How McDonald’s implemented all-day breakfast

Under its previous management, all-day breakfast was always off the table because of operational challenges in restaurant kitchens, but according to Richards, the new management team and a new focus on listening to what consumers want turned that around. Test kitchen trials at McDonald’s Innovation Center showed that although serving the full breakfast menu all day wasn’t possible, it could focus on the menu items consumers want most and put together an offering that could help reset the business and “reset how people eat breakfast in America,” he said.
For example, as part of this limited menu, McDonald’s traditional Egg McMuffin is not available to the whole country all day long. Based on consumer preference research, McDonald’s divided the country into a “muffin” market (70 percent of the U.S.) or a “biscuit” market, in which 30 percent of the country has an egg sandwich on a biscuit available to them any time.

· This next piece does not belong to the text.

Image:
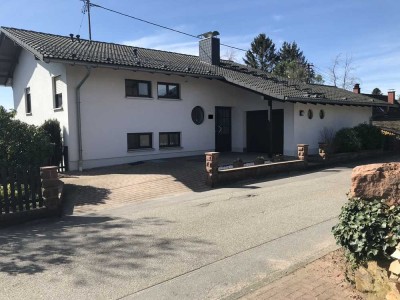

More eggs on the menu for the future?

McDonald’s all-day breakfast menu has been successful on many fronts, according to Richards:
  • Both restaurant foot traffic and revenue have increased
  • Eggs are now a feature on the menu all day, for which Richards thanked the egg industry’s great partnership and support
  • Media and consumer responses have been overwhelmingly positive
But, McDonald’s is not stopping there, which could have a great impact on egg producers and suppliers. Richards identified McDonald’s main priorities going forward: focusing on the food and creating greater value for consumers. He said the fast-food chain plans to prioritize internal resources with a focus on customer needs; enhance what is already being offering to attract consumers beyond the $1-2 price range; and create new platforms that give customers a reason to visit. McDonald’s will focus on strengthening its premium and core products – including egg and chicken products – while becoming less reliant on the entry-value items over time, he said.
All of this is good news for the egg industry as it opens the door to more menu innovation with the poultry protein at McDonald’s. The fast-food chain will be able to experiment in the future with developing new menu items with eggs, not just expanding breakfast offerings but creating options that incorporate eggs into lunch and dinner, as well.